The guilty (or at least sleepy) sextet includes two government regulators, a diplomat, an airport inspector, an administrative judge (probably), and certainly a reporter for the otherwise competent Law360 news service. I know the names of two of the slackers, but since I do not know the names of the other four, all will remain anonymous.

In some senses, this is an all too routine story of how a greedy employer used one of the nation's numerous immigrant worker programs to deeply underpay his alien worker, and kept doing so for years until someone woke up and obtained $130,000 in back wages for the exploited alien.

But what is not routine is the basis for all this grief: A set of government agencies agreed to let what appears to be one small pizza restaurant use the H-1B program to hire a pizza cook.

Now there are suggestions in Congress that a minimum wage of $100,000 be set in the H-1B program, and the program is lauded by big tech companies as a way of bringing "the best and the brightest" to our shores.

But is it also used to hire low-skill pizza cooks?

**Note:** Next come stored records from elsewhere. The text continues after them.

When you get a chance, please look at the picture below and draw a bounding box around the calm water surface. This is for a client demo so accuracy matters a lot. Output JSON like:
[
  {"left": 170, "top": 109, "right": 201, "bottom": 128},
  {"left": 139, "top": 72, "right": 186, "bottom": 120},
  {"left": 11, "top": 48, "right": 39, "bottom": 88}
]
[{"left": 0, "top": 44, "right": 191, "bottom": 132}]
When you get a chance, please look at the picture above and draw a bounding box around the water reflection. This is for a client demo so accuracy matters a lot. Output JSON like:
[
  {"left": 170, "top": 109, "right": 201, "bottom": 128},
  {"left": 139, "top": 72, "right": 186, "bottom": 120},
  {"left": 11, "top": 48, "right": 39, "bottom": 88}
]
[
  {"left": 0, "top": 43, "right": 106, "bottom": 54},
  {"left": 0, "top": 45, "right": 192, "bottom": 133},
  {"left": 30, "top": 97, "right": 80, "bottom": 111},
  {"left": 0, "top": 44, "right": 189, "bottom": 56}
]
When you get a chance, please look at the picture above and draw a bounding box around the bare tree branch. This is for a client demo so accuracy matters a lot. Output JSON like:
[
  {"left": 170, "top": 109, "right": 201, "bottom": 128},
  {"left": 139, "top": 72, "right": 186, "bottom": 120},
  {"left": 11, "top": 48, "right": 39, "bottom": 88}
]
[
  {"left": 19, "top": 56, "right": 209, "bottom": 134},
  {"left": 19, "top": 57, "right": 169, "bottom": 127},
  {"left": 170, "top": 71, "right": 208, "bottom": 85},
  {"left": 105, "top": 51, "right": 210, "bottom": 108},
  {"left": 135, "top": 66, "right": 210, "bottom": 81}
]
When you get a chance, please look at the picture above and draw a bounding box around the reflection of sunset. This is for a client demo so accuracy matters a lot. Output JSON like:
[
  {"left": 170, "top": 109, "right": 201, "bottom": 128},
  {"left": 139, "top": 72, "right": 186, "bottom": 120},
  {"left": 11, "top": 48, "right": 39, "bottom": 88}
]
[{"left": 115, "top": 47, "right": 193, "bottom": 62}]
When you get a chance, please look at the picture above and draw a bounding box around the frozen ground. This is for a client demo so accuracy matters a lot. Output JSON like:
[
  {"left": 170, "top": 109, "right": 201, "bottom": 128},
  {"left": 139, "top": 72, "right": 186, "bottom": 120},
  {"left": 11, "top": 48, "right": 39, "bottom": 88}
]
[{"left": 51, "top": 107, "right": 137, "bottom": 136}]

Not routinely, but it was in the case at hand, Administrator, Wage and Hour Division v. SRV Pizza Inc.

The first name of the culinary worker involved — and I am not making this up — is Subhash.

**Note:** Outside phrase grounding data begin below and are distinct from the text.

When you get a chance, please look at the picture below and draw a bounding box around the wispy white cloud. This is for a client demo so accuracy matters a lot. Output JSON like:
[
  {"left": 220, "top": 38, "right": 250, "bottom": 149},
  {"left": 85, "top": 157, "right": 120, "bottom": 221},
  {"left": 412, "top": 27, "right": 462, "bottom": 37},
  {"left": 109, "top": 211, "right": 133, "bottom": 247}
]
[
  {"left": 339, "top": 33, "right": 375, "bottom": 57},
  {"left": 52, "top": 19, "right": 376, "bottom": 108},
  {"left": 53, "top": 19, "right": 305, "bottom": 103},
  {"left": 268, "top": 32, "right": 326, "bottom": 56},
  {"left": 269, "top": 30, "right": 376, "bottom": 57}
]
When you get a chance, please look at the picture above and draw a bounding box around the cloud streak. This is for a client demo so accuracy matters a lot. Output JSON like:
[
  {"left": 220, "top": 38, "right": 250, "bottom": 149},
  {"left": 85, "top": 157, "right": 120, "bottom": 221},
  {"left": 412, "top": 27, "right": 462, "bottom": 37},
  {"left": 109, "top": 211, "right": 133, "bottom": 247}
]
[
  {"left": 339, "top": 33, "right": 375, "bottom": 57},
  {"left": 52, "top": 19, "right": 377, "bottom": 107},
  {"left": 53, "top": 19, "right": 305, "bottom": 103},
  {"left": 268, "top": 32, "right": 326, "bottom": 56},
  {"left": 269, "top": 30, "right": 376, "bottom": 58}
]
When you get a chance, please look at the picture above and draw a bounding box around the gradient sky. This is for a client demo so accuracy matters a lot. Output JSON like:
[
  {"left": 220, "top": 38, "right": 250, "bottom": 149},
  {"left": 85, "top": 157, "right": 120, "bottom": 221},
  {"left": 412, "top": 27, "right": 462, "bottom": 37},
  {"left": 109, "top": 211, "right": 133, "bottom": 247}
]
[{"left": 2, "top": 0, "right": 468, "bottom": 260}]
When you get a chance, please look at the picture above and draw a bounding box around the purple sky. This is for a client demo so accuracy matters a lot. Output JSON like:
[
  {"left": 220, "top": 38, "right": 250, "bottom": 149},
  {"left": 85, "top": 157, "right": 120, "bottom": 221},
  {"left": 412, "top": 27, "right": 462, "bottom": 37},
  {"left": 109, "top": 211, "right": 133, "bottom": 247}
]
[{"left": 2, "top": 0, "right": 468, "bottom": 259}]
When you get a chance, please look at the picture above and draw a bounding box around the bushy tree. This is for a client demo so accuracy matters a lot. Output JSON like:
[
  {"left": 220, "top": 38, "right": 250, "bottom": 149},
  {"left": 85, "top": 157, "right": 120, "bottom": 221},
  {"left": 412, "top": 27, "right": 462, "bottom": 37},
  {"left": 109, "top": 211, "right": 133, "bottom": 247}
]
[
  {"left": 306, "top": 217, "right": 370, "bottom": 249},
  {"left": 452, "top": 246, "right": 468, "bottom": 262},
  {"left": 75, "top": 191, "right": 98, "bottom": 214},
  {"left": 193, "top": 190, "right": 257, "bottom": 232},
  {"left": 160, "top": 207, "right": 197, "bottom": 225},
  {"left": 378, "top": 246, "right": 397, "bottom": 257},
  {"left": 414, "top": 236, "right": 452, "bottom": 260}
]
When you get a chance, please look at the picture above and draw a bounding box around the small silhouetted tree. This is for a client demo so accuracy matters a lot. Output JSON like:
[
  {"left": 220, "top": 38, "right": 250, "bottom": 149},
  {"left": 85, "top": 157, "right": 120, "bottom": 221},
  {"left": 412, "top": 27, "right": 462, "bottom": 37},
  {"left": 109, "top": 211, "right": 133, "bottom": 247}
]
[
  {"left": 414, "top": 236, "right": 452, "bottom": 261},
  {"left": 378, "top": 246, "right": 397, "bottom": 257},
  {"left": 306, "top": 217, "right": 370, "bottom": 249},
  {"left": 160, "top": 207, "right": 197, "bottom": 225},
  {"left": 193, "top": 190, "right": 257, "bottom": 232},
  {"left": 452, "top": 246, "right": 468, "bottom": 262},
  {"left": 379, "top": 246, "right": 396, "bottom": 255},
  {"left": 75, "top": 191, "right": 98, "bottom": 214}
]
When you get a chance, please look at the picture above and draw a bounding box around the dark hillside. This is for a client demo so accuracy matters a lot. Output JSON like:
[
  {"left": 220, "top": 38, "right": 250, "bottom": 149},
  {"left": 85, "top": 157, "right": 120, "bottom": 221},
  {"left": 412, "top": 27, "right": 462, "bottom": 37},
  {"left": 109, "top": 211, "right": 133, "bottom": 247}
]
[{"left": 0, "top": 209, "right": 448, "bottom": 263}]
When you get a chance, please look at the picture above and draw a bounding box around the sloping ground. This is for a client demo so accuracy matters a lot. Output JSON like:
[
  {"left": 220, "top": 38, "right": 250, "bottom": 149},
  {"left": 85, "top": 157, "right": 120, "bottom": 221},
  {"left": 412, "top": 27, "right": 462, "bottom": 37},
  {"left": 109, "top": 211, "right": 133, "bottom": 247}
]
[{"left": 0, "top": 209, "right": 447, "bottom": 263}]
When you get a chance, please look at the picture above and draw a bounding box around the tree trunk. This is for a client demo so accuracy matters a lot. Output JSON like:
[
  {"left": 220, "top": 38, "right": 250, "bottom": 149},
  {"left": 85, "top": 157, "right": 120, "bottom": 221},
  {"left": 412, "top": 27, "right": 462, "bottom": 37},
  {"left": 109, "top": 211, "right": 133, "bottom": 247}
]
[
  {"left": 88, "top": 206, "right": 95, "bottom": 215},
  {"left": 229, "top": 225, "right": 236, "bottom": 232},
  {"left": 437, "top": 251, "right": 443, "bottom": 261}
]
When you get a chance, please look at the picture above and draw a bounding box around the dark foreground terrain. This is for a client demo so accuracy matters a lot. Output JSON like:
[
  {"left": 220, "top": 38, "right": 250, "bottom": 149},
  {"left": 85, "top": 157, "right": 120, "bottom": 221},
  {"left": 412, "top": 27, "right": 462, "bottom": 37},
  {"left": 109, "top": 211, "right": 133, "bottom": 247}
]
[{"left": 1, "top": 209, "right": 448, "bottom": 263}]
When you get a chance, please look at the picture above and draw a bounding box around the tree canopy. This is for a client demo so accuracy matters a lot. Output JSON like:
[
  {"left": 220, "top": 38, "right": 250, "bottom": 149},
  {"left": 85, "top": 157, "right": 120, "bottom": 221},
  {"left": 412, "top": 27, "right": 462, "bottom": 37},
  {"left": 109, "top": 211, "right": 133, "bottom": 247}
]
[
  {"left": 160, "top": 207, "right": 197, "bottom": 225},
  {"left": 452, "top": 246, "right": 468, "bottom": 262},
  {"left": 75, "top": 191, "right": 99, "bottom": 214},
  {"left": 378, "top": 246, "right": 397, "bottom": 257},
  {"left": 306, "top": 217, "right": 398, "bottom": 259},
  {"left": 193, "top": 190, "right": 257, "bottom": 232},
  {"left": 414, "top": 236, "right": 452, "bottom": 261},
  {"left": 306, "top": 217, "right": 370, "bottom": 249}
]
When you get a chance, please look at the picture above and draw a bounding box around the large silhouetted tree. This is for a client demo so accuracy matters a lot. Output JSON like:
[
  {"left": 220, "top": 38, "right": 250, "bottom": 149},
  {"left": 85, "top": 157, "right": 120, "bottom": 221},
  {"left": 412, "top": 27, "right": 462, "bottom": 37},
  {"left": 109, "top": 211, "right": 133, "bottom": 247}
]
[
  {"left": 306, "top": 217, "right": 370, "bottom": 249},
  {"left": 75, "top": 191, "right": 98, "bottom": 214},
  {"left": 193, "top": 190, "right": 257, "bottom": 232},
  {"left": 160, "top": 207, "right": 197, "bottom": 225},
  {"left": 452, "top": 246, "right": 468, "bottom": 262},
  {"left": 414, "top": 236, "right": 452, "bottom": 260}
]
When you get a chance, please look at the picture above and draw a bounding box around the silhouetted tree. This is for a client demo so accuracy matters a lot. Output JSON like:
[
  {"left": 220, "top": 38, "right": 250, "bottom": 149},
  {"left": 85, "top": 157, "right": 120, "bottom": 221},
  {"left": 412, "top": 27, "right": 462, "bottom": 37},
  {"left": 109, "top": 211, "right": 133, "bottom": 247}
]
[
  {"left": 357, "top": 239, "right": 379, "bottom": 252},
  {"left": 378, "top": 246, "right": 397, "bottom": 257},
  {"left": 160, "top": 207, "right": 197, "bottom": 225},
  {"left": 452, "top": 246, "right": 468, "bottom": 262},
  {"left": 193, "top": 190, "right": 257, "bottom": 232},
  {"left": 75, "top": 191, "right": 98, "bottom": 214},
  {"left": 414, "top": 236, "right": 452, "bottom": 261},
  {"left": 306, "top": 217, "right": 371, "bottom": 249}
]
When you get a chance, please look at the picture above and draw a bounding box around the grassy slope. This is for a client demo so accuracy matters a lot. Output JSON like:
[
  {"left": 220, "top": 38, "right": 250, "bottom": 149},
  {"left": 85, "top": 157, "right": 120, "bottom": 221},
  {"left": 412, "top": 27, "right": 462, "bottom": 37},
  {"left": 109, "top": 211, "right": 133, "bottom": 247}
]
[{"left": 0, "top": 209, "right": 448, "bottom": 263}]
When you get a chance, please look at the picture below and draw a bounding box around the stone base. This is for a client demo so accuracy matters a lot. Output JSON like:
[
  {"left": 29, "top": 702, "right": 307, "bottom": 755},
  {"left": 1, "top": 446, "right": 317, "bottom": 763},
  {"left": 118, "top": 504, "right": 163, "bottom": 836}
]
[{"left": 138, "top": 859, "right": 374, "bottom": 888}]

The rest of his name is Tehlan. Sunil Singh is the employer. Singh and Tehlan are both Indian names.

When I run into cases like this, I employ a simple test. What can I, as a not-particularly-skilled-computer-user, learn in five minutes at the screen? First, I found in this instance that the government records were scant, locating only a two-page approval of the settlement by the administrative law judge.

Then I went to Google and looked up the pizza shop. And found this on a service called Buzzfile:

SRV Pizza is located in West Chester, PA. ... this organization has been operating for approximately ten years. SRV Pizza is estimated to generate $114,701 in annual revenues and employs approximately 6 people at this single location.

The Law360 news story identified the employer as a "Pennsylvania pizza restaurant" so I suspect I found the right one.

If any of the people handling the case had done what I had done, they might have had second thoughts about granting an H-1B visa to such a tiny, low-tech outfit. The mere mix of the H-1B program and the name of the employer should have raised eyebrows, but it apparently did not.

Who are the sleepy or careless six in this case?

First, there was someone at the U.S. Department of Labor who granted the Labor Conditions Application (LCA) that set the process in motion.

Second, there was someone at U.S. Citizenship and Immigration Services who rubber-stamped the next stage of the process.

Third, and this puzzles me because there should have been a face-to-face conversation between Subhash and a U.S. visa officer, the latter should have known enough about the H-1B program to notice that this was an unusual, to say the least, application. If Subhash had been in the United States when the application was being examined, he would have had to go to the Department of Homeland Security for an adjustment of status instead of seeing the diplomat.

Fourth, assuming that he flew in from India, Subhash would have presented his H-1B visa to the inspector at the airport, who might have asked (but probably did not): How did you get such a visa to work in a pizza shop?

Fifth is the administrative law judge. I do not fault him for his ruling, and perhaps he called this odd decision to grant an LCA to the attention of someone else at the Department of Labor, but that is not shown in any available court record. He may have simply operated in one of those proverbial silos and not gone beyond the immediate issue before him.

And then there is the reporter who wrote the story straight from the decision, without, apparently, thinking about how it came to pass in the first place.

One does not need any arduous system of "extreme vetting" to sort out such cases, just a tiny bit of curiosity on the part of just one of the feds involved. That's all.